El Adviento es tiempo propicio para las declaraciones laicistas. La presencia de símbolos religiosos en el espacio público, especialmente los belenes o representaciones del nacimiento de Jesús, suelen generar manifestaciones en contra de la misma, apelando a la laicidad del Estado y a su debida neutralidad en el espacio público.

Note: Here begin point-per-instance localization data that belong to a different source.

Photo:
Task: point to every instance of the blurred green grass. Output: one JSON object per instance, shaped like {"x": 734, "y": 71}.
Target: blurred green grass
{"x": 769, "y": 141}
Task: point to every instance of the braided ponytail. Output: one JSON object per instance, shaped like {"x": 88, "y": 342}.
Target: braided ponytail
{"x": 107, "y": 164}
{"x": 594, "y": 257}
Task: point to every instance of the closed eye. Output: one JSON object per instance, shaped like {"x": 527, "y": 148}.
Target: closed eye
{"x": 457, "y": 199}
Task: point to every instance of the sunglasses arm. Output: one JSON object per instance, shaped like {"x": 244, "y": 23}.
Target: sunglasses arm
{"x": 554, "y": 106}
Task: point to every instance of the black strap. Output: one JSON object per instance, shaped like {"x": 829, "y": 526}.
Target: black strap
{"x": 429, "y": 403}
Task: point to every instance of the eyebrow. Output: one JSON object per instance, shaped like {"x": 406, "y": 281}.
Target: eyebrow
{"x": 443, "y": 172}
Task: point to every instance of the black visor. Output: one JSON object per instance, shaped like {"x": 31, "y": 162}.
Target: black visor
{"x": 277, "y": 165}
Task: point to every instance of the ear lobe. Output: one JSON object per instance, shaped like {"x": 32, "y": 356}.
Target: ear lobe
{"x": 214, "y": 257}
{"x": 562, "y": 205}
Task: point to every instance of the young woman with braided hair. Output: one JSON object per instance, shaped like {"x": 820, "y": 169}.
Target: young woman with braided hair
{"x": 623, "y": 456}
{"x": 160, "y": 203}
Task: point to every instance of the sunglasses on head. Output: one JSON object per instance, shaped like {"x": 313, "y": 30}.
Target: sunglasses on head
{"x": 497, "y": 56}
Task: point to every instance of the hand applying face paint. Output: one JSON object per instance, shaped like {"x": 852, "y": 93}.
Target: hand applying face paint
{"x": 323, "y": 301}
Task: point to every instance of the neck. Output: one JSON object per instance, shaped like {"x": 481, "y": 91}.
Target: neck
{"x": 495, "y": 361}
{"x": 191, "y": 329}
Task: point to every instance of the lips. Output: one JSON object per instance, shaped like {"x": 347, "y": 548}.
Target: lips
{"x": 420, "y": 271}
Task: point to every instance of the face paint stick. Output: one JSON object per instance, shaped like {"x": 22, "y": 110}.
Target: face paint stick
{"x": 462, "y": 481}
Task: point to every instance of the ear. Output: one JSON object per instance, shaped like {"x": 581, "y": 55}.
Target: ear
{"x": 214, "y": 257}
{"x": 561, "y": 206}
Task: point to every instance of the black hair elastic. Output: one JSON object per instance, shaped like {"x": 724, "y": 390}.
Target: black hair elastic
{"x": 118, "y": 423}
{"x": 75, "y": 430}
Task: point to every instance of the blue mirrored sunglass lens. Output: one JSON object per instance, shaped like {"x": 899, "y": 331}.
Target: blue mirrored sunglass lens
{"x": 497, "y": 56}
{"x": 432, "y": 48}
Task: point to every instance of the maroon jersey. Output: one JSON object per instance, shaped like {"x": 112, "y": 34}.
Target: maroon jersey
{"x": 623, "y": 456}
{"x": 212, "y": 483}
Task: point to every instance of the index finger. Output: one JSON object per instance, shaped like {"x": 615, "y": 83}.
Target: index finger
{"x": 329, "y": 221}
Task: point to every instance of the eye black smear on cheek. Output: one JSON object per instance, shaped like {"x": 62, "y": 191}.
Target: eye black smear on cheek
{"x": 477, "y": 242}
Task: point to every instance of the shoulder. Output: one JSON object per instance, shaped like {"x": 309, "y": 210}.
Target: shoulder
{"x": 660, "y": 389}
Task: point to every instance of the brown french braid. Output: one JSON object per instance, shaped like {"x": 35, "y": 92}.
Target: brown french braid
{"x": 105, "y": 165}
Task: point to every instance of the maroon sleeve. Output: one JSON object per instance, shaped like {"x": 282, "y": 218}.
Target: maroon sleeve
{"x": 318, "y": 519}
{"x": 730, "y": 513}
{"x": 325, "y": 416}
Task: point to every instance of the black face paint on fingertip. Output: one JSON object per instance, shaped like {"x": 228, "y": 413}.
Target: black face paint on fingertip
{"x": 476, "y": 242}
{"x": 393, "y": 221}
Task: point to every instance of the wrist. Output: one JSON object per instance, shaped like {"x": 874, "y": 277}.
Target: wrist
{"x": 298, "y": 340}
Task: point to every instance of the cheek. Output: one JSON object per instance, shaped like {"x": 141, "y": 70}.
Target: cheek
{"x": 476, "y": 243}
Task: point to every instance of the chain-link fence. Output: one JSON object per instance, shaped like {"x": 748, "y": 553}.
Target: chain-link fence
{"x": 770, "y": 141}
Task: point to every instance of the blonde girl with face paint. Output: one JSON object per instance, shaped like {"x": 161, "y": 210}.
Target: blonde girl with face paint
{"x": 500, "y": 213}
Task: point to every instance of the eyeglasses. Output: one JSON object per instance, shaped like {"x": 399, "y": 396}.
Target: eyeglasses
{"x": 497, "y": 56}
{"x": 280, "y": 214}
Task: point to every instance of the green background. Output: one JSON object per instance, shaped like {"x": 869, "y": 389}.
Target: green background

Tal vez sea cierto que, en la sociedad española, la laicidad ha venido para quedarse. Pero el problema radica no sólo en discernir qué tipo de laicidad es la que se propugna desde determinados ámbitos sociales y culturales, sino que se nos pretenda vender por laico lo laicista; es decir, dar gato por liebre. Sobre todo, cuando los creyentes, en una especie de laicidad autoasumida, admitimos ese discurso referencial resultando incapaces de aportar argumentos racionales ante problemas que podríamos considerar de ética natural.
La aconfesionalidad o legítima laicidad del Estado no está en contraste con el mensaje cristiano. Más bien tiene una deuda con él, ha recordado Benedicto XVI. Es propio del mensaje cristiano la distinción entre lo que es del César y lo que es de Dios (Mt 22,21), es decir, entre el Estado y la Iglesia; y, en consecuencia, reconoce la autonomía de las realidades temporales, por cuanto “las cosas creadas y las sociedades mismas gozan de leyes y valores propios que el hombre ha de descubrir, aplicar y ordenar paulatinamente» (D. C. Gaudium et Spes).
Esta distinción de ámbitos, el temporal y el espiritual, se encuentra en el origen del reconocimiento de la libertad religiosa en el Estado moderno. Y así es como una correcta laicidad del Estado constituye el presupuesto necesario para el respeto de la libertad religiosa de sus ciudadanos. El Estado verdaderamente laico es aquel que, como recuerda Ollero Tassara, asume que convivirá sin problemas en el ámbito de lo público con el factor religioso, al igual que con otros factores sociales, sin ver por ello amenazado su poder.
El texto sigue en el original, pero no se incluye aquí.